C’è qualcosa di profondamente romantico nell’idea di salire su un treno a vapore e lasciarsi trasportare lentamente attraverso vallate, borghi medievali e paesaggi che sembrano rimasti fermi nel tempo. Domenica 14 giugno 2026 questa emozione tornerà protagonista nell’Alta Val Tanaro, grazie al ritorno dell’iniziativa “Treno in Alto Tanaro tra borghi e paesaggi”, un viaggio che non è solo un trasferimento da un punto all’altro, ma una vera e propria esperienza di riscoperta del territorio e della memoria ferroviaria piemontese.
La storica linea ferroviaria Ceva-Ormea è una di quelle infrastrutture che raccontano molto di più di quanto non sembri a prima vista. Costruita tra la fine dell’Ottocento e i primi del Novecento, questa tratta attraversa uno dei tratti più suggestivi del Piemonte meridionale, inerpicandosi tra le montagne liguri-piemontesi con ponti, gallerie e curve che testimoniano l’ingegno e la fatica di chi l’ha realizzata. Ogni anno, grazie all’impegno di chi tiene viva questa memoria, il convoglio storico torna a percorrerla, trasformando un semplice viaggio in un tuffo nel passato.
L’edizione 2026 è curata, come ormai da tradizione, dall’Associazione D’Acqua e di Ferro, realtà nata nel 2018 che ha fatto della valorizzazione di questa linea la propria missione principale. Negli anni l’associazione ha costruito un rapporto solido con i Comuni della valle, creando un format capace di coniugare il fascino del viaggio storico con la promozione autentica del territorio. Non si tratta di una semplice gita in treno, ma di un progetto culturale che coinvolge comunità, musei, guide e associazioni locali in un racconto corale.
Il convoglio partirà da Torino Porta Nuova alle ore 8.00 e percorrerà la sua strada con fermate a Torino Lingotto, Mondovì, Ceva e Nucetto, prima di raggiungere le destinazioni finali. È proprio a Ceva che si vivrà uno dei momenti più attesi e scenografici dell’intera giornata: l’aggancio della locomotiva a vapore, un’operazione che ai più giovani sembrerà quasi magica e che agli appassionati farà battere il cuore un po’ più forte. A Nucetto, invece, il programma prevede la visita al Museo Ferroviario della Linea Ceva-Ormea e al Museo Storico di Nucetto e dell’Alta Val Tanaro, due luoghi imperdibili per chiunque voglia capire davvero l’anima di questa valle.
L’edizione 2026 introduce una novità importante: i viaggiatori potranno scegliere tra due percorsi distinti, con destinazione finale Garessio oppure Ormea, entrambi nel cuneese. Questa scelta permette a ciascuno di personalizzare la propria esperienza in base agli interessi e alle preferenze, pur condividendo la magia del viaggio a vapore lungo la val Tanaro. Non si tratta semplicemente di due fermate diverse, ma di due proposte culturali e territoriali con caratteristiche proprie, pensate per valorizzare al meglio le specificità di ciascun borgo.
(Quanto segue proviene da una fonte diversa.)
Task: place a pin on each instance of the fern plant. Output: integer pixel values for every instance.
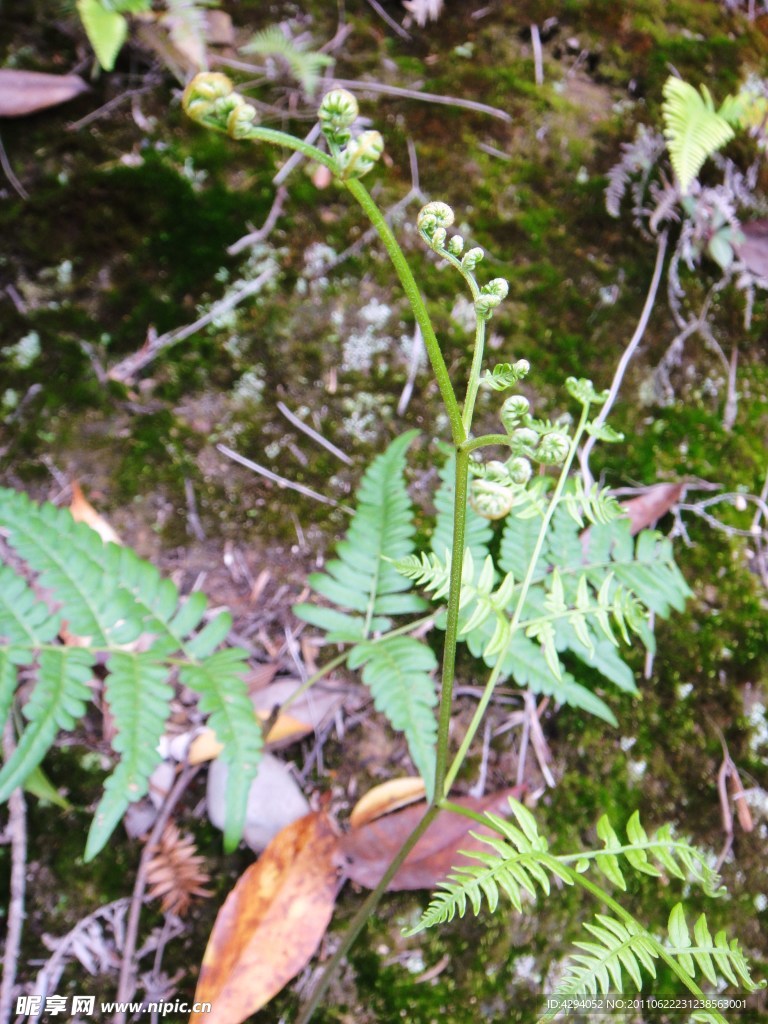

Chi sceglierà Garessio avrà a disposizione una sosta dalle 12:26 alle 16:41 circa, un tempo più che sufficiente per immergersi nell’atmosfera del paese. Ad accogliere i viaggiatori ci saranno gruppi di rievocazione storica in abiti tradizionali, momenti dedicati alle usanze locali e il caratteristico gioco del “Ciliu” insieme al Palio delle Borgate, appuntamenti che rendono questa tappa qualcosa di vivo e partecipato. Il centro medievale potrà essere visitato liberamente, oppure con visite guidate gratuite su prenotazione, mentre un servizio navetta collegherà comodamente la stazione al borgo. Per chi desidera anche il pranzo, sono disponibili ristoranti convenzionati prenotabili come servizio aggiuntivo.
Il percorso verso Ormea offre invece una sosta dalle 12:52 alle 16:17 circa, in un contesto altrettanto affascinante. Per tutta la giornata le vie del paese ospiteranno il mercatino dell’antiquariato, che da solo vale già il viaggio per gli amanti del genere, insieme a iniziative dedicate alla valorizzazione del territorio. Aperture museali e visite guidate gratuite prenotabili completano un programma pensato per chi ama scoprire i luoghi con calma e curiosità. In entrambi i casi, i posti sul treno sono limitati e i biglietti sono acquistabili esclusivamente tramite la piattaforma Railbook, con tariffe a partire da 30 euro da Ceva, 35 euro da Mondovì e 45 euro da Torino. I bambini fino a 3 anni viaggiano gratuitamente, mentre sono previste riduzioni per quelli dai 4 agli 11 anni.